One solution is get the two vectors connection to the vertex, normalize them and then use your algorithm. That way you would get a 45-degree tangent in the above example.
Compute the first derivative: dy/dx. That gives you the tangent.
The tangent to a smooth curve at a point P is the parametric straight line P + tV, where V is the derivative of the curve with respect to "the parameter". But here the parameter is just the index of an array, and numerical differentiation is a difficult problem, hence to approximate the tangent I would use (weighted) least squares approximation.
In other words, choose three or five points of the curve around your point of interest P (i.e.
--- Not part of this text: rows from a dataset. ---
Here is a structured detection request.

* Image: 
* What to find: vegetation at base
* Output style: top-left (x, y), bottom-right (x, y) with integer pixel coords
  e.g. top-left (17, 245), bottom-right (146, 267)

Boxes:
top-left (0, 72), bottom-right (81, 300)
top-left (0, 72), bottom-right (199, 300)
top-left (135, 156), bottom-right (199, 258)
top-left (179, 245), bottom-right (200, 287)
P[i-2], P[i-1], P[i], P[i+1], and P[i+2], if P==P[i]), and approximate them with a straight line, in the least squares sense. The more weight you assign to the middle point P, the more close the line will be to P; on the other hand, the more weight you assign to the extremal points, the more "tangent" the straight line will be, that is, the more nicely it will approximate you curve in the neighborhood of P.
For example, with respect to the following points:
x = [-1, 0, 1]
y = [ 0, 1, 0]
for which the tangent is not defined (as in Anders Abel's answer),
this approach should yield a horizontal straight line close to the point (0,1).
You can try to compute the tangent of an interpolating curve that passes through the given points (I'm thinking of a cubic spline, which is pretty easy to derive) or compute the tangent directly from the data points.
You can find a rough approximation of the derivative in the following manner
Let a curve C pass through points p1,p2 and p3. At point p2 you have two possible tangents: t1=p2-p1 and t2=p3-p2. You can combine them by simply computing their average: 0.5*(t1+t2)
or you can combine them according to their lengths (or their reciprocal 1/length)
Remember to normalize the resulting tangent.
In order to compute the angle between the tangent and the curve, remember that the dot product of two unit vectors gives the cosine of the angle between them. Take the resulting tangent t and the unit vector v2=|p3-p2|, and acos(dot(t,v2)) gives the angle you need.